A synthetic tree of life is not new. But, as principal investigator Karen Cranston, informatics projects manager at the National Evolutionary Synthesis Center, at Duke University, said, “doing it through large-scale data integration that allowed for both curation and automated updating had not been done before.” In an e-mail, Cranston wrote, “We aim to synthesize the thousands of published phylogenetic trees into a comprehensive tree of all species.”
It will be created in open-source software, and the data will have Creative Commons licenses, said Cranston. Crandall said that the project will “allow researchers to not only add their own phylogenetic estimates to the tree but also to calculate statistics and conduct analyses with the tree.” It will also be accessible to the public, wrote Stephen Smith, a computational biologist from University of Michigan, who is a leader of the project.
The tree starts with many missing pieces. “We recognize [that] we don't know most of it,” explained Laura Katz, professor of biological sciences at Smith College. “Of the approximately two million named species, there are 250,000 on GenBank,” Katz noted.

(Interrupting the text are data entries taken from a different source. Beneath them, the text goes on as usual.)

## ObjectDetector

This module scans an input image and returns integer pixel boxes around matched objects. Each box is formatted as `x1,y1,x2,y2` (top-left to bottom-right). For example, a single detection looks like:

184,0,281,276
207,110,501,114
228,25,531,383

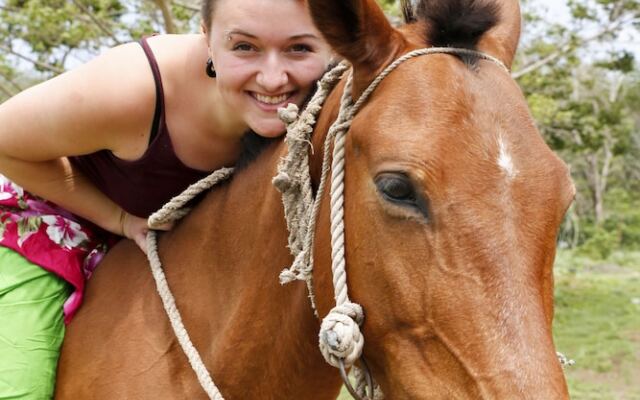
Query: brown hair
200,0,216,32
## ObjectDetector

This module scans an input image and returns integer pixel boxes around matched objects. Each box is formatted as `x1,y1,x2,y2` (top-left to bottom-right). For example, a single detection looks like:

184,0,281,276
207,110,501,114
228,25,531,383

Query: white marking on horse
498,136,518,179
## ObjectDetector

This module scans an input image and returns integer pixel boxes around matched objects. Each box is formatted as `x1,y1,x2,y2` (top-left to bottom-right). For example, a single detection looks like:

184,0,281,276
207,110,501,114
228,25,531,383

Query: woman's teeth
253,93,290,104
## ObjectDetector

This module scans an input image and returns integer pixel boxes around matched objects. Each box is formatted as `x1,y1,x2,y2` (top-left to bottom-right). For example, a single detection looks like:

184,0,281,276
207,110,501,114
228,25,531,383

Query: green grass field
338,251,640,400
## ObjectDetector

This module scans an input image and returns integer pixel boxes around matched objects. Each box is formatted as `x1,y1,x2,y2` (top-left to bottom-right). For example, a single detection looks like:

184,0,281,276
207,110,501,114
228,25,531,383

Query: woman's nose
256,54,289,93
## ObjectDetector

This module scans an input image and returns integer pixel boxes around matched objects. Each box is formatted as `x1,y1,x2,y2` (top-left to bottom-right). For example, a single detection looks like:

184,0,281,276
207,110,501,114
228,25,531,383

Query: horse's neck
161,139,340,399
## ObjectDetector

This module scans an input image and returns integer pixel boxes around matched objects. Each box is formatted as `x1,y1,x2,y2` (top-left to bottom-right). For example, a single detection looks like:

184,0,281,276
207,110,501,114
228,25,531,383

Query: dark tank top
69,39,208,218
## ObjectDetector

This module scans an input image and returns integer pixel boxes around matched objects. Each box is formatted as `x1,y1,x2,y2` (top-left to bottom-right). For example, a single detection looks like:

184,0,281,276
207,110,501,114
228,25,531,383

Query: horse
56,0,575,400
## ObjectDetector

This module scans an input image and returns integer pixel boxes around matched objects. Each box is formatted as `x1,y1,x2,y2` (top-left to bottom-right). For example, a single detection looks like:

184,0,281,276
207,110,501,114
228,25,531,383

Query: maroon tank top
69,39,208,218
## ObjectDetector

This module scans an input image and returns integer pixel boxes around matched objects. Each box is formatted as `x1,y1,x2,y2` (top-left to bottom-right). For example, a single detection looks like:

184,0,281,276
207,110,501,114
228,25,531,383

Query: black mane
402,0,500,49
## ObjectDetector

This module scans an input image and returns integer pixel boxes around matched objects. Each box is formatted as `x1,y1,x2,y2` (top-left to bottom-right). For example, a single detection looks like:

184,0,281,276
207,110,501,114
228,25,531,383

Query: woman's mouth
250,92,295,109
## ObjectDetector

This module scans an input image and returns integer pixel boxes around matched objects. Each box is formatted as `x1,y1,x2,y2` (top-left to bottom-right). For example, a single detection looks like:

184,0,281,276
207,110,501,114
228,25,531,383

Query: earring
205,57,216,78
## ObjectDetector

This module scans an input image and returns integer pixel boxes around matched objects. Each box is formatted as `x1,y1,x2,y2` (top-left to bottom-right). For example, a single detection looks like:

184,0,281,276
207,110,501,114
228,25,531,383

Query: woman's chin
249,119,286,138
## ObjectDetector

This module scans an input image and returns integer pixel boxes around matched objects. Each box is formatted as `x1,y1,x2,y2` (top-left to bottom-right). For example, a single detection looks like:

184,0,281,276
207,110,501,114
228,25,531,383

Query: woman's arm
0,43,155,242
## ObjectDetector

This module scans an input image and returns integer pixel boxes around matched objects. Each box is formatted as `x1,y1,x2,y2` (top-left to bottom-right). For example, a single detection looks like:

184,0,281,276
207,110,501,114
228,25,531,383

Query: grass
554,252,640,400
338,251,640,400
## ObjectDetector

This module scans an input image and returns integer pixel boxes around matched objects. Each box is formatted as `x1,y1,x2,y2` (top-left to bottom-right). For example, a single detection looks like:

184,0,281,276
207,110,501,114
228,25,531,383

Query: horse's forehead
354,55,566,191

Eleven researchers from 10 institutions are collaborating on the project, including those who study green plants (Soltis), arthropods (Crandall), fungi (David Hibbett, professor of biology at Clark University), and Amoebozoa (Katz). The team includes computational experts and even a graphic artist and journalist, whose job is to help visualize the tree.
To select projects to fund under its Assembling, Visualizing, and Analyzing the Tree of Life (AVAToL) solicitation in August 2011, the NSF hosted an unusual five-day, intensive Ideas Lab workshop “to stimulate transformative approaches to building, visualizing, and analyzing an interactive tree of life,” according to the program announcement. Instead of AToL's approach of creating information on “relationships within major groups of organisms,” the concept was to take all the information about the tree's branches and place them in context in a comprehensive tree of life for all named species.
Prospective participants submitted two-page preliminary proposals in response, according to Tim Collins, who was one of the NSF program directors for AVAToL and is now professor and chair of the Department of Biological Sciences at Florida International University. An organizational psychologist helped decide who would best work together both cooperatively and competitively in an Ideas Lab.
The selected group included molecular biologists who work on molecular systematics, morphologists, artists and designers from the Rhode Island School of Design, paleontologists, and others with interest in the tree of life. Facilitators from Knowinnovation (KI), which started in the United Kingdom and now has a US presence in Buffalo, New York, had the job to “stir… creative juices” among the selected participants, Collins said. KI has significant experience in doing just that, having organized similar events in the United Kingdom in a process called a sandpit. They also managed the Ideas Lab and made sure the process stayed on track.
Over five days, the participants broke into various groupings, all the while jotting down ideas on notecards that were stuck onto a board for comments. Soltis said that he and Hibbett, “both organismal biologists,” and Cranston and Rick Ree (“computer folks”), the latter of the Field Museum of Natural History in Chicago, “independently had a similar idea for how we might build a tree of life and engage the community in a Wikipedia-type fashion.”
By the final morning, after some ideas were dropped and some groups reorganized, said Collins, “The groups that are left give their final presentation and a short prospectus of what they want to do, who the personnel will be, and a rough idea of the budget.” The mentors and program directors soon decided which teams would be invited to submit a full proposal. The Open Tree of Life was one of three teams funded. (The others were Comparative Analysis Workflows for the Tree of Life and Next Generation Phenomics for the Tree of Life.)
The $5.76 million Open Tree of Life project extends for three years.